Once I was in the office, my Dr looked at me with distress. He reviewed the blood tests, and let me know that they have improved quite a bit over the last few months, and he might eventually start weaning me off some of the meds to see if my body can handle that. However, he is concerned about the body wide pain, and the edema, so he doesn’t want to distress my body again. We went over some of the possibilities, including that perhaps there is another hidden type of auto immunity, as the ANA did not rule out the possibility of additional rheumatic illnesses. 16.photolibrary_rf_photo_of_doctor_talking_to_patient Again.. however.. he does not think that is what it is. With a sigh and slump he started to go into an explanation of how the brain perceives pain, and how the nerves work. He explained the relation of nerves to bone pain, and additional joint pain. Confirmed that the arthritis in my knees is going to cause me to need surgery one day, and there is little I can do to stop it, though I can slow the process down, as previously discussed. At the end of the explanation, he recommended that we start treatment for, but do not diagnose me yet, fibromyalgia. He put me on a new medication, and explained that this was something that should help with the pain if it is neurological. We are going to start off with 350mg, and go up to 1200 over the next 5 weeks. If it seems to be helping, I will then be referred to a neurologist, and he will begin the process of diagnostics for fibro. If it does not work, we will take steps for other diagnostics.
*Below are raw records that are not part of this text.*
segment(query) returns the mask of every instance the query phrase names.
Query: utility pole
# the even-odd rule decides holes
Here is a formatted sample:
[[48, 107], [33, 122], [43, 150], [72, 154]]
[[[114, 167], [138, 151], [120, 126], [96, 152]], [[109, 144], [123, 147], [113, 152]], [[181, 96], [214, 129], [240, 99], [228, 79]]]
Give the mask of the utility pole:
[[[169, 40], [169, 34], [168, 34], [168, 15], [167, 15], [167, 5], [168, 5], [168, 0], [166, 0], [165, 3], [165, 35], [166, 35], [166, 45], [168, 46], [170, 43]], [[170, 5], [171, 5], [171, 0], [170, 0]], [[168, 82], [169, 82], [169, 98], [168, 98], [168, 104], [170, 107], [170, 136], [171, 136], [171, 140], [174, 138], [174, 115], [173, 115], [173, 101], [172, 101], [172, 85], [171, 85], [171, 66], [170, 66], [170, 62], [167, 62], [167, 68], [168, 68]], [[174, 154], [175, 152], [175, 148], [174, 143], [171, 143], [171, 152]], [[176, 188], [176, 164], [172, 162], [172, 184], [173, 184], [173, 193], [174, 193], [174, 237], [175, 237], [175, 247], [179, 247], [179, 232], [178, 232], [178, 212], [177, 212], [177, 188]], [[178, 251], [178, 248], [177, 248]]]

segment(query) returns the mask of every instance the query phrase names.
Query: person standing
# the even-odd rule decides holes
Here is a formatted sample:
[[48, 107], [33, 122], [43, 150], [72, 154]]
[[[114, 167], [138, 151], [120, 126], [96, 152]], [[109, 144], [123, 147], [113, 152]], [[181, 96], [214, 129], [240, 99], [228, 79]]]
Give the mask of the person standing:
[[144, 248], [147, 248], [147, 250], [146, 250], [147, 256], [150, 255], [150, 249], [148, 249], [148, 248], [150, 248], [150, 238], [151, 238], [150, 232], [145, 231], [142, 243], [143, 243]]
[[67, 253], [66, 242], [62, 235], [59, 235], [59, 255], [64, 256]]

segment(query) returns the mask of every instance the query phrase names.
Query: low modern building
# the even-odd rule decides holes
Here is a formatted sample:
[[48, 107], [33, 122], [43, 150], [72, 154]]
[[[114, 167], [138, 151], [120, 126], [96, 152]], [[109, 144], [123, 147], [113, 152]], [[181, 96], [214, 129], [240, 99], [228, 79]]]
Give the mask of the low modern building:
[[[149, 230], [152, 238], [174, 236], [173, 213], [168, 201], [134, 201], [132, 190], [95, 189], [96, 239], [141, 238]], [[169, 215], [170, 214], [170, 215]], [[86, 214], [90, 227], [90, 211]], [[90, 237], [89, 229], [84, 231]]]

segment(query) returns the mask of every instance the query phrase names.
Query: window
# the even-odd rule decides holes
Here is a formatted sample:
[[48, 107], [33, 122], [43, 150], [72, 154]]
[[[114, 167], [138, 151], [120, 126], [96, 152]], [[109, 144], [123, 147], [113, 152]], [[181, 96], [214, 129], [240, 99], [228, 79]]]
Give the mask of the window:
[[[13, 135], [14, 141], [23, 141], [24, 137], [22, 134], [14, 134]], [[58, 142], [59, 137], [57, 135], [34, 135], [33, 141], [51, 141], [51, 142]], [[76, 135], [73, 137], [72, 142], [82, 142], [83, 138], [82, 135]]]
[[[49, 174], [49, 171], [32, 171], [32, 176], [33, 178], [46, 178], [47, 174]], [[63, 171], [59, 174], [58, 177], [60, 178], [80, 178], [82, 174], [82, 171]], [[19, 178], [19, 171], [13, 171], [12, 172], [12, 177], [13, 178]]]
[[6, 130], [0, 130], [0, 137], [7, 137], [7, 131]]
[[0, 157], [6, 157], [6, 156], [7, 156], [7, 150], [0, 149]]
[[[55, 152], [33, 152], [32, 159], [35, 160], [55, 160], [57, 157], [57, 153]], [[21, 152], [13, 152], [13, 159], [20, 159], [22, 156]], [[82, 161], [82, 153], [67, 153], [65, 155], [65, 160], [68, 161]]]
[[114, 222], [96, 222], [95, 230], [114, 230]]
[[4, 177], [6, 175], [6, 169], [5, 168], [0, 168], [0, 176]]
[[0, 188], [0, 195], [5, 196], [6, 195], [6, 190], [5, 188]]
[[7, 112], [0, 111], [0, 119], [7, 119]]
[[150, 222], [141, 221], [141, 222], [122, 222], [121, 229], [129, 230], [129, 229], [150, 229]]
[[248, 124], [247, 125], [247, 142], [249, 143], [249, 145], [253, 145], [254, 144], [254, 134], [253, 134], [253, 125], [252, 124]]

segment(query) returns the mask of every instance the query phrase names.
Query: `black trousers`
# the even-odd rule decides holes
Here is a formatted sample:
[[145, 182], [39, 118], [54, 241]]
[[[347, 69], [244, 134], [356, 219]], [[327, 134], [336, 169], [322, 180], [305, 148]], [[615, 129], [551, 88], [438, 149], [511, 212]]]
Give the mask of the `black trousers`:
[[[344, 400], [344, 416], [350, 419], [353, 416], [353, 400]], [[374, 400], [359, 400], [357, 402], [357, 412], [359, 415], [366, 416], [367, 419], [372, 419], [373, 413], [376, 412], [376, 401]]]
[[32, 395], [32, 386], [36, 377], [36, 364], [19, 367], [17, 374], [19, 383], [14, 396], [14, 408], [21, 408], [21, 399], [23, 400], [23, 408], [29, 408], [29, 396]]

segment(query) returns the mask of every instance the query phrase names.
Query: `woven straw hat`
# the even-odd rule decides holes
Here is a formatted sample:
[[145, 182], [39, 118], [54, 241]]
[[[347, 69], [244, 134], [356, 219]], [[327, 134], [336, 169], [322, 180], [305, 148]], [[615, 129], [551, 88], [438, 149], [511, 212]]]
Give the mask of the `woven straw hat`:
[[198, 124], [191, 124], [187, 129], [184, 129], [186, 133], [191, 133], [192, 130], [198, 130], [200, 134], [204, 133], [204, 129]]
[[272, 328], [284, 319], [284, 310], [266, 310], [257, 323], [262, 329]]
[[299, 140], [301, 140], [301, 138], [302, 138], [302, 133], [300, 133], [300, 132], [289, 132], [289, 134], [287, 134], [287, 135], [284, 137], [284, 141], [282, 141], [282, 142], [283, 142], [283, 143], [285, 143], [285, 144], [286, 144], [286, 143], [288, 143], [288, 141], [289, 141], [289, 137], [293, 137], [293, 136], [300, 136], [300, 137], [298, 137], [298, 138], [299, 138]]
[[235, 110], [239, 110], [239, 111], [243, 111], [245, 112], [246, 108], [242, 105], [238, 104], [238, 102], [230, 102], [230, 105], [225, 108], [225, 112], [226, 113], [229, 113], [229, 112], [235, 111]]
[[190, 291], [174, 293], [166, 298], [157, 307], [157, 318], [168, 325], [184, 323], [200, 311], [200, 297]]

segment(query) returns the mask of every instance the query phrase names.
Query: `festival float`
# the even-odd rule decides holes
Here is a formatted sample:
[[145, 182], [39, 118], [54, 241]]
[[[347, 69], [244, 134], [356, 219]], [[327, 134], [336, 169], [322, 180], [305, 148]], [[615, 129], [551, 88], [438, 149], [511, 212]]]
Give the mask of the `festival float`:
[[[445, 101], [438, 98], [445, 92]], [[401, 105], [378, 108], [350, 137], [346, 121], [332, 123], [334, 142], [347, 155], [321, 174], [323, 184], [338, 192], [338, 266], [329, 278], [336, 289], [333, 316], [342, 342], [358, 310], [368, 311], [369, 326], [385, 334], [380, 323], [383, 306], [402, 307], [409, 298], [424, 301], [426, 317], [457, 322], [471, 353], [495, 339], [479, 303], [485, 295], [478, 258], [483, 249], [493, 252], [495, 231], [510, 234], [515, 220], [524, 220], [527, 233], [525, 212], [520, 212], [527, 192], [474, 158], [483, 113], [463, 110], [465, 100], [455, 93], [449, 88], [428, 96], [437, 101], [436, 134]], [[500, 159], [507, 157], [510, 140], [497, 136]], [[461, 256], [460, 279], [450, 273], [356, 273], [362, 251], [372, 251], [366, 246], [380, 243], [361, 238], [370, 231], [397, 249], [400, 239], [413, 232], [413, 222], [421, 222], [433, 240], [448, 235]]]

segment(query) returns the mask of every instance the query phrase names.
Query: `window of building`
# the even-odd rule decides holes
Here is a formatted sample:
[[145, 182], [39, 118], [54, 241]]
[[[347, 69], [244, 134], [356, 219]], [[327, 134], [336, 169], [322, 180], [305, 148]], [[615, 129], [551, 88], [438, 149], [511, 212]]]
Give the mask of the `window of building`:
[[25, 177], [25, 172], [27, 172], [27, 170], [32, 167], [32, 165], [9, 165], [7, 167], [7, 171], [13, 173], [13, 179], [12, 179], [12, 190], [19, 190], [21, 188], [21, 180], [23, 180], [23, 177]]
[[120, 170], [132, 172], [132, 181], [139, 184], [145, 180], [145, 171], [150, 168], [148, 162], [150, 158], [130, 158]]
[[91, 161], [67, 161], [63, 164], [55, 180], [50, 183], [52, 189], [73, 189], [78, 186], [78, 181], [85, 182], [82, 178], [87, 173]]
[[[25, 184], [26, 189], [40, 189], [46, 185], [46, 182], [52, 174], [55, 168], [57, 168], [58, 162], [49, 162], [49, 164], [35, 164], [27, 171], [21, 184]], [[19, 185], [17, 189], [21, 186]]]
As for the edema that I tend to suffer almost daily, he has no explanation for that. Everyone’s body reacts differently to stress, and it may be that this is how my body is reacting to the pain I am suffering. Since I increased my salt intake, my sodium levels have evened out, and are looking fantastic. There should not be edema from sodium issues. My kidneys are looking good, and I have general normal functionality of all my organs at this time. I simply need to keep taking in as much salt as I can in general, and increase it when I see additional edema on top of my unexplained edema. If this does not work, we will look into other ways to address my edema, but he also wants to keep me on the current diuretic I am on, as it seems to be helping.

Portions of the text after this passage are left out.